Reste que l’influence du folk est prégnante, au point que certains internautes soupçonnent une connexion secrète entre les garçons et Robert Lester Folsom, ce chanteur et compositeur redécouvert par le public en 2010 à la sortie de la réédition de Music and Dreams, son chef d’œuvre de 1978. Ben confirme les bruits : « Robert Lester Folsom est une énorme influence et on a beaucoup de gratitude et de respect envers son travail. En fait, on l’a contacté avant Simpatico et on lui a parlé de sa chanson See You Later, I’m Gone. Il a été très gentil et causant sur son histoire et la manière dont il l’a enregistrée. Blue Bell est très fortement inspirée par cette chanson. C’est une sorte de clin d’œil à lui. »
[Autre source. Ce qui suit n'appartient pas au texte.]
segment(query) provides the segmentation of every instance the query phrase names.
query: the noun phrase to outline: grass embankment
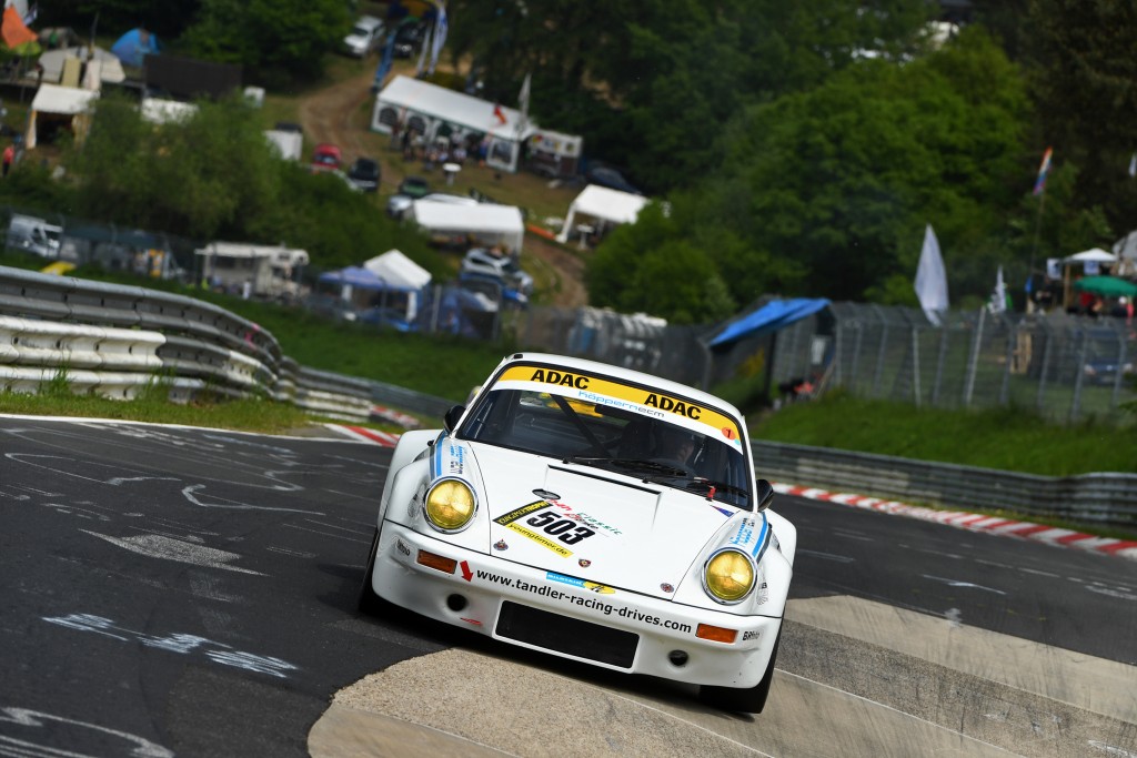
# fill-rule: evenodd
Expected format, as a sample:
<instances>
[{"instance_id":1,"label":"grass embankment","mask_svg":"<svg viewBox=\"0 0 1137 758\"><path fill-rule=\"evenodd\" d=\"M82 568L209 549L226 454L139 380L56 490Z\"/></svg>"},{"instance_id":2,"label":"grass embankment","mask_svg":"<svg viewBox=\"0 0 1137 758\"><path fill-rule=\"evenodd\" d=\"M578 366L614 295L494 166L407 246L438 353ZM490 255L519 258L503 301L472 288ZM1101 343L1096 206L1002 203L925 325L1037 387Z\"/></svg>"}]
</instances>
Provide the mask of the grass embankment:
<instances>
[{"instance_id":1,"label":"grass embankment","mask_svg":"<svg viewBox=\"0 0 1137 758\"><path fill-rule=\"evenodd\" d=\"M838 392L761 416L750 422L750 434L1044 476L1137 473L1137 425L1088 420L1059 426L1014 408L916 408Z\"/></svg>"}]
</instances>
Fortement marqués par les différentes crises qui ne cessent de secouer les Etats-Unis cette année, les deux musiciens déclarent travailler « lentement mais sûrement » sur un troisième album : « Nous consacrer à la composition est moins naturel que d’habitude. Dernièrement, notre attention s’est portée sur l’extérieur, sur des problèmes qui nous semblent plus important à régler. Il s’est passé des choses vraiment dingues et il nous semble juste de prendre du temps pour les absorber, réfléchir, écouter et penser de manière critique ».